Department of Neurology, Yantai Yuhuangding Hospital of Medical College of Qingdao University, Yantai, Shandong, 264000, People's Republic of China,
J Mol Neurosci. 2013 Oct;51(2):539-49. doi: 10.1007/s12031-013-0022-8. Epub 2013 May 10.
Parkinson's disease (PD), which is estimated to affect approximately 1 % of the population over the age of 65, is the second most common neurodegenerative disorder after Alzheimer's disease. It was reported that pathogenic mutations in DJ-1 lead to autosomal recessive early-onset familial Parkinsonism. The L166P mutant of DJ-1 is the most commonly studied loss-of-function mutation in early onset familial PD, but the underlying mechanisms are still unknown. Edaravone is a powerful free radical scavenger used in clinical treatment for cerebral ischemic stroke. In the present study, we investigated the effects of edaravone on the neurotoxicity in PD-induced isoforms of DJ-1 containing the mutation L166P. Our results indicated that edaravone was able to significantly attenuate oxidative stress and improve mitochondrial function. Furthermore, edaravone was found to reduce apoptosis in Neuro2a cells through modulation of mitochondria-dependent apoptosis pathways. Interestingly, our result also demonstrated that edaravone was able to up-regulate VMAT2 expression in N2a cells in a dose-dependent manner. Our findings enhance the understanding of the neuro-protective effects of edaravone in cell models and suggest that edaravone offers significant protection in a PD-related in vitro model.
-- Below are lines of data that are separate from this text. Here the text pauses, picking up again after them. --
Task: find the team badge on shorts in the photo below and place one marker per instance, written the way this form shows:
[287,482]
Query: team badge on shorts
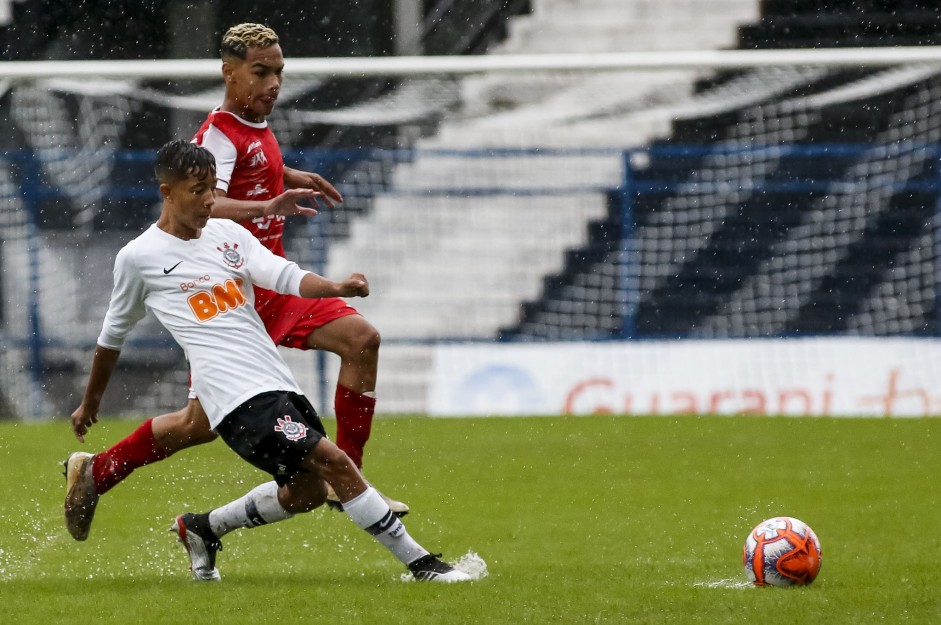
[292,431]
[231,256]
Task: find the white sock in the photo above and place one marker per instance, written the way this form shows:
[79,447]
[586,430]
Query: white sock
[371,513]
[258,507]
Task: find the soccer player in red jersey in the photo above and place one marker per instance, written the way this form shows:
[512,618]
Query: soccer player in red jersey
[251,190]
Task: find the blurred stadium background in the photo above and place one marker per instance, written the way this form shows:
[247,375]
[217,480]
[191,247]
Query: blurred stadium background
[751,240]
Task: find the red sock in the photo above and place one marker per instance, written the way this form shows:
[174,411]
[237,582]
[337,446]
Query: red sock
[133,451]
[354,421]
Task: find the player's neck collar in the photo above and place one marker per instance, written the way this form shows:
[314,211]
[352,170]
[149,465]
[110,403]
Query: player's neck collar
[261,124]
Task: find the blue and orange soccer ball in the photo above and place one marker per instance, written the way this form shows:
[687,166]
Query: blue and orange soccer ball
[781,551]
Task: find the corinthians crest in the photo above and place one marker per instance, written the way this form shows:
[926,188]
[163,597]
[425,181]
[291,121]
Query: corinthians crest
[230,255]
[292,431]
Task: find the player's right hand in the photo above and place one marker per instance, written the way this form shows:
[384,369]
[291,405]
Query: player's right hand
[82,420]
[287,205]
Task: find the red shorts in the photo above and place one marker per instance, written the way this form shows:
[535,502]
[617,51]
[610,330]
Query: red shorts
[290,319]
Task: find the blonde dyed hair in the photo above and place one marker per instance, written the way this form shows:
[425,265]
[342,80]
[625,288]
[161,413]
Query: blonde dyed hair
[238,39]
帕金森病(PD),估计影响 65 岁以上人群的 1%左右,是仅次于阿尔茨海默病的第二常见神经退行性疾病。有报道称 DJ-1 的致病突变导致常染色体隐性早发性家族性帕金森病。DJ-1 的 L166P 突变是研究最广泛的早发性家族性 PD 中丧失功能的突变,但潜在机制仍不清楚。依达拉奉是一种用于治疗脑缺血性中风的临床治疗的强大自由基清除剂。在本研究中,我们研究了依达拉奉对含有 L166P 突变的 DJ-1 同工型诱导的 PD 神经毒性的影响。结果表明,依达拉奉能够显著减轻氧化应激并改善线粒体功能。此外,通过调节线粒体依赖的凋亡途径,发现依达拉奉能够减少神经母细胞瘤(Neuro2a)细胞中的凋亡。有趣的是,我们的结果还表明,依达拉奉能够以剂量依赖的方式上调 Neuro2a 细胞中 VMAT2 的表达。我们的发现增强了对依达拉奉在细胞模型中神经保护作用的理解,并表明依达拉奉在 PD 相关的体外模型中提供了显著的保护。